A sense of hopelessness — People have lost all trust in their system. They feel that they have little to no chance of progressing in a hostile environment that is rigged against their class. This dissuades them from putting genuine effort into improving their situation and hence the cycle of misery perpetuates itself.
Discouragement of women from the workforce — Women in Pakistan are discouraged from pursuing a career and are instead pushed towards becoming stay-at-home housewives. The general thinking is that it is extremely hard for women to cover both house work and a career at the same time so they have to prioritize house work (partly because men are never expected to participate in that). This is often seen in female doctors who make up the majority in medical colleges but are in a minority in almost every major hospital/clinic in the country. Problems such as workplace harassment, a lack of women-friendly transport infrastructure and a general patriarchal environment also discourage women from working.
Seeing through different sociological lenses
Conflict theory can both be applied to classes and genders within Pakistan. The class conflict can be studied through the book Big Capital in an Unequal World by the Australian anthropologist Rosita Armytage. She explains in her book how the Pakistani elite uses many techniques — such as patronizing in business, exclusive clubs and marriage etc., — to bar entry of the masses into their own class. Such barriers can be seen at many different levels (as explained above) and create a sort of a class conflict within the society where the majority feels that the elite is extracting their country’s resources and robbing them of a chance at a better life.

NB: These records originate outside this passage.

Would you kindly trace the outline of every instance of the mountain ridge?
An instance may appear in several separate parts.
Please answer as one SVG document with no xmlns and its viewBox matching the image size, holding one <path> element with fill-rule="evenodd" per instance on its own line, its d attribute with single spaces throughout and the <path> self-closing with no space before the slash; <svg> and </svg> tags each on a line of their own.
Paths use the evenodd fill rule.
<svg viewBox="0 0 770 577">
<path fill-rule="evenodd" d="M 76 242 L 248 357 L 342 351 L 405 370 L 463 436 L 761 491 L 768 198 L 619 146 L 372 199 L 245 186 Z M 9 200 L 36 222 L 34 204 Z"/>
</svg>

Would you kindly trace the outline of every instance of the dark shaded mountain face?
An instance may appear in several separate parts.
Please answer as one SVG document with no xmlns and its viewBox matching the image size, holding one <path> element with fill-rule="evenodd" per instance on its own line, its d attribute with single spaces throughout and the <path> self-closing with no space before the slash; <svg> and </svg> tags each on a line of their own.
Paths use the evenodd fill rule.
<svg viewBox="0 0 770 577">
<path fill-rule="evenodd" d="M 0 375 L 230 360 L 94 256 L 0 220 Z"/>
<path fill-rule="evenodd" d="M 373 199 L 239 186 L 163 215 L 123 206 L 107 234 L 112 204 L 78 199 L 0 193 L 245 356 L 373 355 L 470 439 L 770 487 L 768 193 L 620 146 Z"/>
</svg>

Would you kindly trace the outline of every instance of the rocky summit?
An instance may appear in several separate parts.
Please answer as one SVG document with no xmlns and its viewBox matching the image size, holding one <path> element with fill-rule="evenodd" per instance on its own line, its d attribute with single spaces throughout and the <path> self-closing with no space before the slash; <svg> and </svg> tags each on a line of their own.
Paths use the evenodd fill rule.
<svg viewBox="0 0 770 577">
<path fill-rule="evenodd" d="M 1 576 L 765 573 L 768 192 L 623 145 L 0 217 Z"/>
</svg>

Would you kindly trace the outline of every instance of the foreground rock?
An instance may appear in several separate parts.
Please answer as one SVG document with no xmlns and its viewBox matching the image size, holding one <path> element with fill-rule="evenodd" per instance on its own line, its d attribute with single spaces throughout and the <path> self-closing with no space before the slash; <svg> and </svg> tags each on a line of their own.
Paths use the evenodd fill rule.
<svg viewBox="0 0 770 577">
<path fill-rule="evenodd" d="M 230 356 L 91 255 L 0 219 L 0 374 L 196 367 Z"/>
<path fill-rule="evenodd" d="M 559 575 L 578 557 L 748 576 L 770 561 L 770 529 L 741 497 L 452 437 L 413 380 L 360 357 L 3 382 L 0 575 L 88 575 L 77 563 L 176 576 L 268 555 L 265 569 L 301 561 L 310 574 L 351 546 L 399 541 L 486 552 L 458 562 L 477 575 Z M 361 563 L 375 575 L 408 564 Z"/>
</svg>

This theory can equally be extended to genders too. Many feminist women feel that Pakistani women are intentionally kept away from work opportunities to ensure financial dependence on men. They often claim that men feel insecure when the women in their families are earning more. People who exist out of the gender binary — namely the khuwaja sirah community — have almost no access to education and work opportunities. Disowned by their own families and the society at large, this oppressed community is often left to fend for itself through begging and sex work.
These conflicts within the Pakistani society have contributed to a lack of social development in the country.
A simple glance at the micro-level habits of the Pakistani population that determine their social progress shows the reasons behind a lack of progress. Factors such as a lack of a culture of savings and investment, the disdain of entrepreneurship in general, the work ethic etc., all paint the picture of an environment that does not promote growth.
In a nutshell
Much of the blame for Pakistan’s current dismal condition of social metrics goes to the political instability and economic mismanagement that can solely be attributed to the country’s ruling classes. But some of the responsibility sits with the population itself as it erects barriers for those below to progress, hence stalling the progress of the country itself. The poor work ethic, the hostile business environment and other cultural factors contribute towards keeping the country in its current dismal economic state.